Ataque no Catar eleva tensão internacional e afeta relação com Israel

Amiri Diwan do Estado do Catar/Anadolu via Getty Images

 

Doha viveu momentos de desespero após ser alvo de bombardeios do exército israelenese na última terça-feira (9). Sob o argumento de atacar uma “organização terrorista”, Israel teve como alvo líderes do grupo palestino Hamas, que estavam na capital do Catar para discutir um acordo de cessar-fogo. Agora, a pressão internacional e a revolta do Catar deixam Israel cercado.

O exército israelense atingiu a sede do escritório político do grupo palestino Hamas, com o objetivo de atingir os líderes que estavam em reunião para discutir formas de alcançar um acordo de cessar-fogo com Israel.

Entre os sobreviventes estão Khalil al-Hayya, um alto funcionário do Hamas que encabeça as discussões sobre um cessar-fogo na Faixa de Gaza. Ainda assim, seis membros ligados ao grupo palestino foram mortos nos bombardeios.

Segundo a presidência do Egito, um dos mediadores das negociações de cessar-fogo, em comunicado, “o ataque constitui uma flagrante violação do direito internacional e dos princípios de respeito à soberania dos Estados e à sua inviolabilidade territorial”.

As forças israelenses declararam, momentos após a ofensiva, que os alvos do ataque “lideraram as atividades terroristas do Hamas por anos e são diretamente responsáveis pelo massacre de 7 de outubro e pela gestão da guerra contra Israel”.

A ofensiva contra o prédio em Doha deixou diversos líderes mundiais apreensivos, incluindo figuras importantes como o Papa Leão XIV, que se manifestaram nas redes sociais.

O presidente francês, Emmanuel Macron, alegou que o ataque contra o Catar é “inaceitável, seja qual fo o motivo”.

“Expresso minha solidariedade ao Catar e ao seu emir, Sheikh Tamim Al Thani. A guerra não deve, em hipótese alguma, se espalhar pela região”, apontou Macron.

O primeiro-ministro do Reino Unido, Keir Starmer , também condenou “os ataques de Israel em Doha, que violam a soberania do Catar e correm o risco de uma escalada ainda maior na região”.

Antonio Guterres chamou os ataques aéreos de uma “violação flagrante da soberania e integridade territorial do Catar”.

O papa Leão XIV também expressou preocupação com a ofensiva e contou que a “situação é muito grave”.

Em meio às declarações internacionais, o primeiro-ministro israelense, Benjamin Netanyahu, reafirmou que a ofensiva é de total responsabilidade de Israel e apenas de seu país: “A ação de hoje contra os principais chefes terroristas do Hamas foi uma operação totalmente independente de Israel.”

Em resposta ao Netanyahu, o primeiro-ministro do Catar, xeique Mohammed bin Abdulrahman bin Jassim Al-Thani, condenou o ataque e aparentou estar indignado com a situação.

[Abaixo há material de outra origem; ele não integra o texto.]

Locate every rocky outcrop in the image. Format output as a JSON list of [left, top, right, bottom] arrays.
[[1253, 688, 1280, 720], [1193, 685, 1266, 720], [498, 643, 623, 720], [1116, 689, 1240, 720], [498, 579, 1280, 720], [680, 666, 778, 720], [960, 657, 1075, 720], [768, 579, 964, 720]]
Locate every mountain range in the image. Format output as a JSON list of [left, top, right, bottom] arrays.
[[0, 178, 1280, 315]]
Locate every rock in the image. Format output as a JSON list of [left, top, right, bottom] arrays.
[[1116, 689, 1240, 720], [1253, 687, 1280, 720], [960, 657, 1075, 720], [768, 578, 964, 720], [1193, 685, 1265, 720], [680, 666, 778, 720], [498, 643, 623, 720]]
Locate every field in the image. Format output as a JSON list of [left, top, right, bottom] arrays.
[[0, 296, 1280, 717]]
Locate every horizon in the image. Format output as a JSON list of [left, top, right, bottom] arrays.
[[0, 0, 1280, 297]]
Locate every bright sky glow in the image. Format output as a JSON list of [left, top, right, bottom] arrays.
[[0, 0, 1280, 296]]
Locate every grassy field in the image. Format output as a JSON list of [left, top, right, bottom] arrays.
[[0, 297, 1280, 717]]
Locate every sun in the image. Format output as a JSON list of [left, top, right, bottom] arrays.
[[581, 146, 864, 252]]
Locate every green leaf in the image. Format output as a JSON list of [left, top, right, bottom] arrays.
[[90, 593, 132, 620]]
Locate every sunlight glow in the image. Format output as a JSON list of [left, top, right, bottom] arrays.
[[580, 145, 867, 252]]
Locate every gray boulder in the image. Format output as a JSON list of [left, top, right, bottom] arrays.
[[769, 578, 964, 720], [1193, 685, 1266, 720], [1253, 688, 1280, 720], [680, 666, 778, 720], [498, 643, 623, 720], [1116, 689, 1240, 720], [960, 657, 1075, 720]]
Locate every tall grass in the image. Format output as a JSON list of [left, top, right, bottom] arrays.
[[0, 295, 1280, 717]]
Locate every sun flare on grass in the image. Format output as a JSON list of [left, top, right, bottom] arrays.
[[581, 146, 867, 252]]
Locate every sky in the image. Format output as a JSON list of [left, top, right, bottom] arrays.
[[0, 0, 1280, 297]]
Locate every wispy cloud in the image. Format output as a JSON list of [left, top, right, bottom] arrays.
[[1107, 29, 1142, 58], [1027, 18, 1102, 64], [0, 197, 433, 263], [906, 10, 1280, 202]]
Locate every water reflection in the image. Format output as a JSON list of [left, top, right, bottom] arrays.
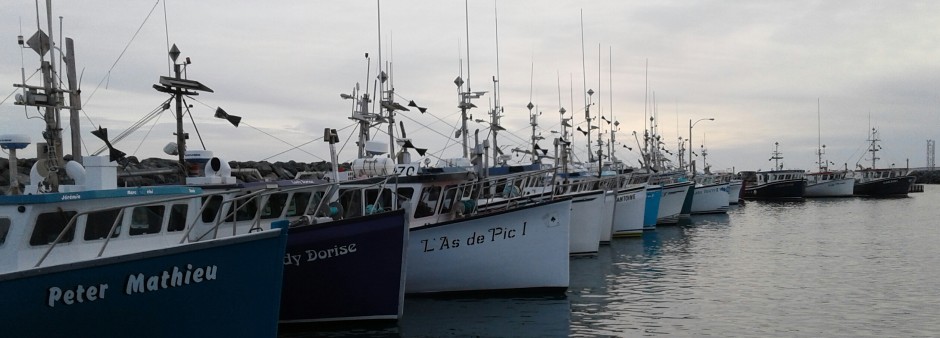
[[282, 187, 940, 337], [401, 296, 571, 337]]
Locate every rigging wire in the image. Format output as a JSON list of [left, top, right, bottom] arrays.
[[260, 122, 358, 161], [92, 97, 173, 155], [134, 105, 170, 156], [187, 96, 323, 161], [85, 0, 160, 105]]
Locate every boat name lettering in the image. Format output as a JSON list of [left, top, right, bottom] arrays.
[[124, 264, 219, 295], [617, 194, 636, 202], [61, 194, 82, 201], [395, 164, 418, 176], [284, 243, 358, 266], [421, 222, 528, 252], [46, 284, 108, 307], [695, 187, 727, 195]]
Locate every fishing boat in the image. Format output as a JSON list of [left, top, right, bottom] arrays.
[[0, 166, 287, 337], [339, 52, 568, 294], [853, 128, 914, 197], [690, 174, 730, 215], [653, 172, 695, 224], [726, 175, 744, 205], [611, 169, 648, 237], [180, 157, 408, 324], [0, 7, 287, 337], [139, 33, 408, 323], [740, 142, 806, 199], [803, 100, 855, 197], [340, 158, 568, 294], [803, 168, 855, 197]]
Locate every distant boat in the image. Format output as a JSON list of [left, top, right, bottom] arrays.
[[340, 158, 568, 294], [803, 100, 855, 197], [803, 170, 855, 197], [740, 142, 806, 199], [187, 168, 408, 323], [653, 172, 695, 224], [853, 128, 914, 196], [691, 175, 729, 215], [727, 177, 744, 204], [611, 170, 648, 237]]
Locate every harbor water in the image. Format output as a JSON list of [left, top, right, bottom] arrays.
[[281, 186, 940, 337]]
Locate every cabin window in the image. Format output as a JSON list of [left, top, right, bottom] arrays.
[[396, 188, 415, 209], [414, 187, 441, 218], [166, 204, 189, 232], [339, 189, 362, 218], [85, 209, 121, 241], [129, 205, 165, 236], [29, 211, 77, 245], [441, 186, 459, 214], [225, 197, 258, 222], [0, 218, 10, 245], [366, 189, 392, 215], [261, 192, 287, 219], [286, 192, 310, 217], [202, 195, 222, 224]]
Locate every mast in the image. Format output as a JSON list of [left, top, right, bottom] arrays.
[[588, 44, 604, 177], [11, 0, 67, 192], [490, 2, 503, 165], [607, 46, 620, 164], [868, 128, 881, 169], [772, 142, 783, 170], [816, 98, 829, 172]]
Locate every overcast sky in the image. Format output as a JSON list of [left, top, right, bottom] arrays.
[[0, 0, 940, 170]]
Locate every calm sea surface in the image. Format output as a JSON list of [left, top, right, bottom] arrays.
[[282, 186, 940, 337]]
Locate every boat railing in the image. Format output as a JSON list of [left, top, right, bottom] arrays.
[[34, 189, 268, 267], [464, 167, 558, 215]]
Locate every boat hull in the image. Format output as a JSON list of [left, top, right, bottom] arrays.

Segundo ele, Israel “matou qualquer esperança” dos reféns israelenses  ao atacar Doha.

Al-Thani criticou Netanyahu, afirmando que acreditava estar “lidando com pessoas civilizadas” e classificou a ação do primeiro-ministro de Israel como “bárbara”.

Escalada militar

João Miragaya, mestre em história pela Universidade de Tel-Aviv, assessor do Instituto Brasil-Israel e membro do podcast Do Lado Esquerdo do Muro, contou ao Metrópoles que os objetivos, segundo o primeiro-ministro israelense, “são de pressionar o Hamas a aceitar a sua proposta de cessar-fogo e retaliar o atentado reivindicado pelo Hamas em Jerusalém essa semana”.

“Há aqueles que creem que o objetivo real é sabotar as negociações pelo cessar-fogo, uma vez que o fim da guerra atrapalha os planos expansionistas de setores do seu governo que o ameaçam constantemente”, relatou o especialista.

Ainda segundo Miragaya, a chance de uma escalada militar após o ataque é pequena: “O Catar disse que retaliará, mas o país não dispõe de meios militares poderosos para causar danos à Israel”.

“A retaliação diplomática, no entanto, pode ser grave para Israel”, avaliou Miragaya.

O Catar é um dos principais mediadores nas negociações para um acordo de cessar-fogo entre Hamas e Israel. Até o momento, as negociações ainda estão em andamento, com a participação dos Estados Unidos.

“O Catar é uma incógnita. Ao mesmo tempo que eles têm todas as razões para abandonar o seu papel de mediadores, sabem que isso lhes tira de uma posição de poder e influência”, pontuou Miragaya.

As forças israelenses afirmaram que vão manter as ações, junto à Agência de Inteligência de Israel, contra o Hamas.